I am having some difficulty with the following question regarding a proof for continuity in Real Analysis. I have a function defined by two cases and I am being asked to prove that f is continuous at $x$ = $b$ if and only if $b$ is irrational.
f(x) = \begin{cases} 0, & \text{if $x$ is irrational } \\ \frac{1}{q}, & \text{if $x$ = $\frac{p}{q}$, in reduced form} \end{cases}
I began my proof using the epsilon delta definition for continuity but got stuck trying to show |f(x) - f(b| < $\epsilon$ , when x is rational. I then tried to show the contrapositive but ended up confusing myself further.
Hope someone can help ! :)
Let $b$ be an irrational number, and let $\varepsilon > 0$. Note that there are only finitely many rationals with denominator less than or equal to $1/\varepsilon$ in the interval $(b-1,b+1)$; it follows that such rationals with small denominator do not get "arbitrarily close" to $b$, i.e. there exists $\delta>0$ such that if $p/q$ is rational with $\vert b-p/q\vert < \delta$, then $q>1/\varepsilon$.

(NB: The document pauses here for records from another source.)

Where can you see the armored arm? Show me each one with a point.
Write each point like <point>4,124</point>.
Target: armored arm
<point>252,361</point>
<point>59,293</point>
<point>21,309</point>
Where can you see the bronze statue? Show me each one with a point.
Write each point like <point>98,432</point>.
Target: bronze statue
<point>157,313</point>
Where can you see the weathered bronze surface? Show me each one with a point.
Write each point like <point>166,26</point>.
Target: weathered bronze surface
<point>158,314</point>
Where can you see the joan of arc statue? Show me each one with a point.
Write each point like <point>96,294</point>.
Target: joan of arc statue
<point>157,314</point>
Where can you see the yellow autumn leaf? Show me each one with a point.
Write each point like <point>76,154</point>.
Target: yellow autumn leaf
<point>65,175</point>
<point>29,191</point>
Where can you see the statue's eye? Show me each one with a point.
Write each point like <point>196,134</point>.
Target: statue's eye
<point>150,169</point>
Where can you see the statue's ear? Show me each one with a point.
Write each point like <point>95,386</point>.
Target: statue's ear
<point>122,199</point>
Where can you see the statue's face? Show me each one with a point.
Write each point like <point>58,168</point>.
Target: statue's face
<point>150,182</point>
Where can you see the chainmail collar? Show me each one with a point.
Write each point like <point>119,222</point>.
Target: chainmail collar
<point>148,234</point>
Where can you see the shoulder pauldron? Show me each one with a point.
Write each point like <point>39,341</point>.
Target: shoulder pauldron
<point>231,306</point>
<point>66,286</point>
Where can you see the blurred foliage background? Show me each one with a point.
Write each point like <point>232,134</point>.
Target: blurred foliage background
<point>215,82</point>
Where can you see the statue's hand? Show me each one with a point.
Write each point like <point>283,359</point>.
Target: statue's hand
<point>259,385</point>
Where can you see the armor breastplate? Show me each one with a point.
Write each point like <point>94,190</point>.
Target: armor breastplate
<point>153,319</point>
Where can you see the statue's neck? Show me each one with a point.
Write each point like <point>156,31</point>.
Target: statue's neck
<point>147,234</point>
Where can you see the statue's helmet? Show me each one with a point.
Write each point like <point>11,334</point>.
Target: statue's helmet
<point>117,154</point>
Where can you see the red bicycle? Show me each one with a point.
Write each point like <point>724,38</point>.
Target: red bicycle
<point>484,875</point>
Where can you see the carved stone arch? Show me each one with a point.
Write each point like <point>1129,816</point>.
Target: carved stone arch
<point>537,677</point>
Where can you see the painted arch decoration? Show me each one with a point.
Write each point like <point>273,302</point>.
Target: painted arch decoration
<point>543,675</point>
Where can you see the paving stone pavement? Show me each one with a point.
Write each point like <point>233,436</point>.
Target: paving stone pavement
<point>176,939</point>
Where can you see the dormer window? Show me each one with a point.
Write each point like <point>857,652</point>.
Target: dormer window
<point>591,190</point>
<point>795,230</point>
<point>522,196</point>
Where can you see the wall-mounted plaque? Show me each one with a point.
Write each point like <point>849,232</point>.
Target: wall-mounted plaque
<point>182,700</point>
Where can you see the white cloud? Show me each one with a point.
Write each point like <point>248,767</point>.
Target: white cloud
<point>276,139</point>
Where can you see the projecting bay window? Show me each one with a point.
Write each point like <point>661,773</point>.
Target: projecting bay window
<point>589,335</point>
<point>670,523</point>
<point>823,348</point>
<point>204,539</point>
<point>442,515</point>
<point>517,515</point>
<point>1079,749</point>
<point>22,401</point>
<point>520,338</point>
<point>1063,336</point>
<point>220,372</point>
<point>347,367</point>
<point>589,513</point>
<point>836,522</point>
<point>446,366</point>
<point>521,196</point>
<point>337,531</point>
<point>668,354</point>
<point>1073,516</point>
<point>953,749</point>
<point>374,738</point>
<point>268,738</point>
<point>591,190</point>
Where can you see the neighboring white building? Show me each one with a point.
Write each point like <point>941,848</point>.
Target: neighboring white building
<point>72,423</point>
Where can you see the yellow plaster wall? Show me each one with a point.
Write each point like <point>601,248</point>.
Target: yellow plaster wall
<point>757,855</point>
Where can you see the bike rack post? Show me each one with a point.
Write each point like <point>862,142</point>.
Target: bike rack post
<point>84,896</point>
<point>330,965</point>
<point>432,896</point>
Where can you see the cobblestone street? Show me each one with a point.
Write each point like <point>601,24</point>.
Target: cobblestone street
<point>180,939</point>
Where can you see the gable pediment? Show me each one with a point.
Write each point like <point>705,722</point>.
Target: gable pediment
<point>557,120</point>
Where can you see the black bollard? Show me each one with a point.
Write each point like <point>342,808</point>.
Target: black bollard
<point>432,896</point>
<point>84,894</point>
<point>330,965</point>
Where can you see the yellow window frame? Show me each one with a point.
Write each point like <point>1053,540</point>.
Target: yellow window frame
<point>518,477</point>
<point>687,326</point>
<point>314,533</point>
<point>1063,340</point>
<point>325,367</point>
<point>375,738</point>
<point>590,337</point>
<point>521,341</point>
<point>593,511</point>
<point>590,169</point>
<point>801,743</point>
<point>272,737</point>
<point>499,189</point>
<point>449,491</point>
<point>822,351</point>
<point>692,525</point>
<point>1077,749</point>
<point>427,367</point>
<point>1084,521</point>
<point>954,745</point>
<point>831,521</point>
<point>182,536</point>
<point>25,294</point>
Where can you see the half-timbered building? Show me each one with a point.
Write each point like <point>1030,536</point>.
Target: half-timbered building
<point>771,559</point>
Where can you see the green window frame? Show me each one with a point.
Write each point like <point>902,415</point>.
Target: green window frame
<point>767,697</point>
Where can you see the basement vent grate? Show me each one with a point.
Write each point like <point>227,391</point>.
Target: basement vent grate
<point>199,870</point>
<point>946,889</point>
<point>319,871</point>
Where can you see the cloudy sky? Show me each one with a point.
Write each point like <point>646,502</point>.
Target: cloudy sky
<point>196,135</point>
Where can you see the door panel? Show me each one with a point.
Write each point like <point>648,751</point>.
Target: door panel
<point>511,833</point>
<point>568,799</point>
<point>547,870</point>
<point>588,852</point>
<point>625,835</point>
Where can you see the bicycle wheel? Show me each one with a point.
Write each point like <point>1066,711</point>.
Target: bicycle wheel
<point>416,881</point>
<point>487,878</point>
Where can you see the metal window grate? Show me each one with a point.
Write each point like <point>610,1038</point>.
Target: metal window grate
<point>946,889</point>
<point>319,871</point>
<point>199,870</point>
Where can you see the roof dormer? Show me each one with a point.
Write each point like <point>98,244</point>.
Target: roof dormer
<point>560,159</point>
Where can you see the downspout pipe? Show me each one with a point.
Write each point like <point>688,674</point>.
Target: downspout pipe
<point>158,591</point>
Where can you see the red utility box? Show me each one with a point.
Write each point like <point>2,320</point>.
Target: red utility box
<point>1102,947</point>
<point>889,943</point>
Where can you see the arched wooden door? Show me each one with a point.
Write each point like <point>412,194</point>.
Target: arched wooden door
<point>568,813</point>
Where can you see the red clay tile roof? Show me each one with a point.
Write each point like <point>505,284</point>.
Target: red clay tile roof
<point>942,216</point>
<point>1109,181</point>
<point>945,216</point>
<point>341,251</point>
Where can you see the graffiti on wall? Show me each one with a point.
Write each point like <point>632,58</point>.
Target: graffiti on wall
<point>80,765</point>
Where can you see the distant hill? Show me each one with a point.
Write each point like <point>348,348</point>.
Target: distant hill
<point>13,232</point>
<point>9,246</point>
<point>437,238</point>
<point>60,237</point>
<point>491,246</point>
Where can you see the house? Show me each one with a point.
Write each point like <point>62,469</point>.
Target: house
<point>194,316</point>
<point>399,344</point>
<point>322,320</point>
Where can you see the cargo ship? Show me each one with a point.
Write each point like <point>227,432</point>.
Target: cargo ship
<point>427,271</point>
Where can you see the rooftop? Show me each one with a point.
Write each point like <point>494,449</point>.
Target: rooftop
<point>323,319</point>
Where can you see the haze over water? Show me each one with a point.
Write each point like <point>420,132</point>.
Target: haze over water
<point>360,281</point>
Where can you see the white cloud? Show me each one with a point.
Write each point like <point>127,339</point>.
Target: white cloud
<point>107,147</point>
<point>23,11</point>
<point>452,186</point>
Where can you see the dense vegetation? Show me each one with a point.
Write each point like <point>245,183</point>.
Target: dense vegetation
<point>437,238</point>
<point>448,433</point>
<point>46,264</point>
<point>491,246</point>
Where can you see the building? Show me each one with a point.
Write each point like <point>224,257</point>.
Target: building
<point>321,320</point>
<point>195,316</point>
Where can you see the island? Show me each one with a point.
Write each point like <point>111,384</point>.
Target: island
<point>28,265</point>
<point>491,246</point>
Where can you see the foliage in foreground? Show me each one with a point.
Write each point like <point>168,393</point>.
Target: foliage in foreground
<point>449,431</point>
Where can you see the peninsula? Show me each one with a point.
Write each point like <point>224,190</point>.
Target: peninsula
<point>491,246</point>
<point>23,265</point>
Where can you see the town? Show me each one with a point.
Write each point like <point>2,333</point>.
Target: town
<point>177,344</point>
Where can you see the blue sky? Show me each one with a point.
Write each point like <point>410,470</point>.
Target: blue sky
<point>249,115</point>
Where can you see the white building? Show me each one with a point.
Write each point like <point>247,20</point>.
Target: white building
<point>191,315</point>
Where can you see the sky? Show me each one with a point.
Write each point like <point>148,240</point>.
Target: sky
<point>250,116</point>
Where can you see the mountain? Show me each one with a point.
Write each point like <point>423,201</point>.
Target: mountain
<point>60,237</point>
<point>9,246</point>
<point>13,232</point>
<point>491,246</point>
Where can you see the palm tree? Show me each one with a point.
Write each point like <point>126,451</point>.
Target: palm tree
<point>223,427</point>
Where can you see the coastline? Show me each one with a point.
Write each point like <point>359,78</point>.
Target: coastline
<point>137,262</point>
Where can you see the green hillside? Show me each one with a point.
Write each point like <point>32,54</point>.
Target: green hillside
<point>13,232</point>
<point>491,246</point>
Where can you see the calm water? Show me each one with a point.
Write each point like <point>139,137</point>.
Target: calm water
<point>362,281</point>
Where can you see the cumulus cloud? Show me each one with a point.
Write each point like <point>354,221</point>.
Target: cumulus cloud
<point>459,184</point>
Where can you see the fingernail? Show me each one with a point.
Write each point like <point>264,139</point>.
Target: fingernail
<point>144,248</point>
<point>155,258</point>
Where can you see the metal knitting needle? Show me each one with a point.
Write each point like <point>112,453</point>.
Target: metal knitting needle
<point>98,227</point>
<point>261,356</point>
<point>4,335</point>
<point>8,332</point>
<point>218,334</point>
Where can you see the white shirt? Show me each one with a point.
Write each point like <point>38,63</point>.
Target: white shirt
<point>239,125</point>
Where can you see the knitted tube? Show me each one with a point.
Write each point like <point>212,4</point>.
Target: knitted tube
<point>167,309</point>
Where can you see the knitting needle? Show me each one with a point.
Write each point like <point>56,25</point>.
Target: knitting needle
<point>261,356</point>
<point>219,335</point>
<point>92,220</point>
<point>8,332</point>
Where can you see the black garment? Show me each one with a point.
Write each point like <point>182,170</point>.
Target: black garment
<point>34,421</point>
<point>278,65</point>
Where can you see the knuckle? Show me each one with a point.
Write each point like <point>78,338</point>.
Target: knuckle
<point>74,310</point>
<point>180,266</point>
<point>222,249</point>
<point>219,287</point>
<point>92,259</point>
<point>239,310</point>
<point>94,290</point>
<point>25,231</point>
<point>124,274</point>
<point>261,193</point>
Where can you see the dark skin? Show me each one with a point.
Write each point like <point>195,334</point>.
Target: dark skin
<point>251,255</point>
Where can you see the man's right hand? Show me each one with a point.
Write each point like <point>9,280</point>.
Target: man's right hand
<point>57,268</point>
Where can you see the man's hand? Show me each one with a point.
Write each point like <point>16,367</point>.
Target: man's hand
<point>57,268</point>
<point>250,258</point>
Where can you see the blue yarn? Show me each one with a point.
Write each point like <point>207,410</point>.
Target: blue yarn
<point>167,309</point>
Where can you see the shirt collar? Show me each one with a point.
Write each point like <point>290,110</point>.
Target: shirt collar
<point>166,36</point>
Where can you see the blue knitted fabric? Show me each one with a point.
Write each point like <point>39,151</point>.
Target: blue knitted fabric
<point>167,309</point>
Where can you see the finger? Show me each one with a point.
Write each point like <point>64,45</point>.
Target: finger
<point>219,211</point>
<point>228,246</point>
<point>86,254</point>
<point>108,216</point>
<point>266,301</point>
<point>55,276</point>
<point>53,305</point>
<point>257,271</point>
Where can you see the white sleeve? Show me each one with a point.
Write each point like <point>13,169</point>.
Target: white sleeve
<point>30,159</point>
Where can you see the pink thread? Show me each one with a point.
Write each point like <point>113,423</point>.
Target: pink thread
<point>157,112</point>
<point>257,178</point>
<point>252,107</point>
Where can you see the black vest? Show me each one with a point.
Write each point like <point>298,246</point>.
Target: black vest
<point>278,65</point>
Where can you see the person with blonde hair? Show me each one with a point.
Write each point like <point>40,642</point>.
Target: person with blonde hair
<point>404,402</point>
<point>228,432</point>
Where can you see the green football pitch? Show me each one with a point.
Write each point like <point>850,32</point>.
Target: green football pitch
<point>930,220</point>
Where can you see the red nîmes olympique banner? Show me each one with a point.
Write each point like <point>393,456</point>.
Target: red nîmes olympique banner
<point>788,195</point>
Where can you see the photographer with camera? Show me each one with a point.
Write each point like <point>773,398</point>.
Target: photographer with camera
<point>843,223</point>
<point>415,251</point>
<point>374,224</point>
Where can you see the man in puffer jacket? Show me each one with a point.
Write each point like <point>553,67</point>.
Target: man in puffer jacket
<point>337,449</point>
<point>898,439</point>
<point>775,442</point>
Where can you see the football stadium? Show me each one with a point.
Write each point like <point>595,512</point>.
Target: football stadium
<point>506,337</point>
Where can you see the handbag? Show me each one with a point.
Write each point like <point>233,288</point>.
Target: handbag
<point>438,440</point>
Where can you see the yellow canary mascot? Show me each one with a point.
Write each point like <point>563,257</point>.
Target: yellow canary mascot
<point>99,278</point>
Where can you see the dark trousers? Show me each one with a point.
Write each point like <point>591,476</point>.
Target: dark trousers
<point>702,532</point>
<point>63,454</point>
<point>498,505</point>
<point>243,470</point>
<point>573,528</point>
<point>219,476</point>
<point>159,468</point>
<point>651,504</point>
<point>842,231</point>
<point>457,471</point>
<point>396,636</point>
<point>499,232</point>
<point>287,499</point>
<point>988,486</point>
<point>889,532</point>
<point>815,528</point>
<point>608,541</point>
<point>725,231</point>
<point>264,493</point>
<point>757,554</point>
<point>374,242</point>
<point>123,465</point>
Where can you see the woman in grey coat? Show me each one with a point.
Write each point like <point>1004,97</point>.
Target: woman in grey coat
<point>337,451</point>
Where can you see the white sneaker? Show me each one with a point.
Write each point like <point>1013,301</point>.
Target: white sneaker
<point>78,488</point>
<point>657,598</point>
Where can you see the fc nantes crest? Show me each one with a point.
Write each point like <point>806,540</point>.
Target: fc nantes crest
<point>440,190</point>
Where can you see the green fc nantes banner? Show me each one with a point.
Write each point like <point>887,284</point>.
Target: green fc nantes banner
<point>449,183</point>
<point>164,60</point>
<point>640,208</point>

Now suppose $x\in \mathbb{R}$, and that $\vert b-x \vert < \delta$. Then $f(b) = 0$. If $x$ is irrational, then $f(x) =0$. As shown above, if $x$ is rational, then $f(x) < 1/(1/\varepsilon) = \varepsilon$. In either case, we have that $\vert f(b)-f(x) \vert < \varepsilon$, and so $f$ is continuous at $b$.